Claims
- 1. A method of performing a domain-specific metasearch and obtaining search results therefrom, said method comprising the steps of:
providing a metasearch engine capable of accessing generic, web-based search engines and domain-relevant search engines; receiving a query inputted by a user to the metasearch engine and searching for documents on a selected set of said generic, web-based search engines and domain-relevant search engines which are relevant to the query; fetching raw data search results in the form of text documents from each member of the selected set; displaying the raw data on a user interface; supplying the raw data to a data mining module, wherein the data mining module forms clusters of related documents according to an unsupervised clustering procedure; and displaying the clusters of related documents on the user interface.
- 2. The method of claim 1, wherein the unsupervised clustering procedure performed by the data mining module employs a group-average-linkage technique to determine relative distances between documents.
- 3. The method of claim 2, wherein the group-average-linkage technique employs the following algorithm for determining a proximity score that defines the relative distances between documents:
- 4. The method of claim 1, wherein the data mining module, upon receiving the raw data, processes the raw data, independently of the unsupervised clustering procedure, and prepares a single list of all of the documents, after eliminating documents not reachable via the web.
- 5. The method of claim 4, wherein the data mining module assigns simple relevance scores to the documents prepared in the single list, based upon a frequency of terms from the query that appear within each of the documents.

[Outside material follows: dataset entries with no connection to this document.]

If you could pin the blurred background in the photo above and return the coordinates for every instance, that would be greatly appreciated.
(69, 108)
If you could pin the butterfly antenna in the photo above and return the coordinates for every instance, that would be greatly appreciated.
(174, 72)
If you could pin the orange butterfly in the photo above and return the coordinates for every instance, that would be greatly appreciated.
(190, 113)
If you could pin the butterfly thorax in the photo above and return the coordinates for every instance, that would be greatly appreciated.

- 6. The method of claim 5, wherein the documents are listed in the single list in an order ranging from a highest of the simple relevance scores to a lowest of the simple relevance scores.

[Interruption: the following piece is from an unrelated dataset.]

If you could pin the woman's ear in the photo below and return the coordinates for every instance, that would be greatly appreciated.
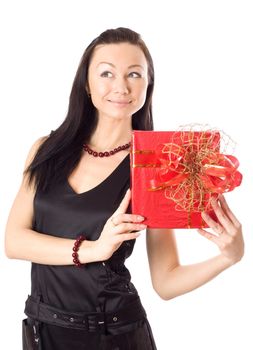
(87, 90)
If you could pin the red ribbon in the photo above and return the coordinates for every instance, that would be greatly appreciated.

- 7. The method of claim 1, further comprising the step of providing customized stop word lists to be used with regard to the generic, web-based search engines and domain-relevant search engines, wherein the data mining module references the stop word lists to strip stop words from documents associated with a respective generic, web-based engine or domainrelevant engine for which the particular stop word list being referred to has been customized, prior to determining the frequency of terms from the query that appear within each of the documents and computing a similarity score between results.
- 8. The method of claim 7, wherein the step of providing customized stop word lists comprises providing predefined customized stop word lists.

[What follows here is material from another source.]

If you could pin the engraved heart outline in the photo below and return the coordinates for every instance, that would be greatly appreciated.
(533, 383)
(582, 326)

- 9. The method of claim 7, wherein the step of providing customized stop word lists comprises automatically generating stop word lists which are prepared and customized for each query.
- 10. The method of claim 5, further comprising displaying the single list on the user interface.
- 11. The method of claim 1, wherein the data mining module, upon receiving the raw data, processes the raw data, independently of the unsupervised clustering procedure, and categorizes the documents so that each document is assigned to one of a predefined number of categories.
- 12. The method of claim 11, further comprising providing a list of words for each of the categories wherein the words in each list are particular to the respective category, and wherein the data mining module compares the words in a particular list to a document to be characterized to determine whether the document is classified in that particular category.
- 13. The method of claim 12, wherein the step of providing a list of words for each of the categories comprises providing predefined lists.
- 14. The method of claim 12, wherein the step of providing a list of words for each of the categories comprises automatically generating the word lists which are prepared from a set of training documents.
- 15. The method of claim 14, wherein each word automatically selected for the generation of the word lists is identified based on a function computed from a frequency of occurrence of the word in the particular category for which it is selected, relative to a frequency of occurrence of the word in the other existing categories.
- 16. The method of claim 12, wherein the step of providing a list of words for each of the categories comprises automatically generating the word lists which are prepared by incremental training using previously selected lists of words and corresponding categories, as well as user feedback regarding the categorization of at least one of the documents.
- 17. The method of claim 11, wherein, upon completion of categorization of the documents, the documents are displayed in a categorized format to the user interface.
- 18. The method of claim 1, wherein the metasearch engine is further capable of accessing in-house, proprietary databases and any other informational databases that can be wrapped in a CGI-based web application server.
- 19. The method of claim 1, further comprising the steps of:
displaying a list of the generic search engines and domain-relevant search engines on the user interface which are available for searching; and receiving a selection of all or part of the list from the user for directing the query thereto.
- 20. The method of claim 19, further comprising providing a context menu by which a user can select a group of search sites or engines by selecting a single context entry.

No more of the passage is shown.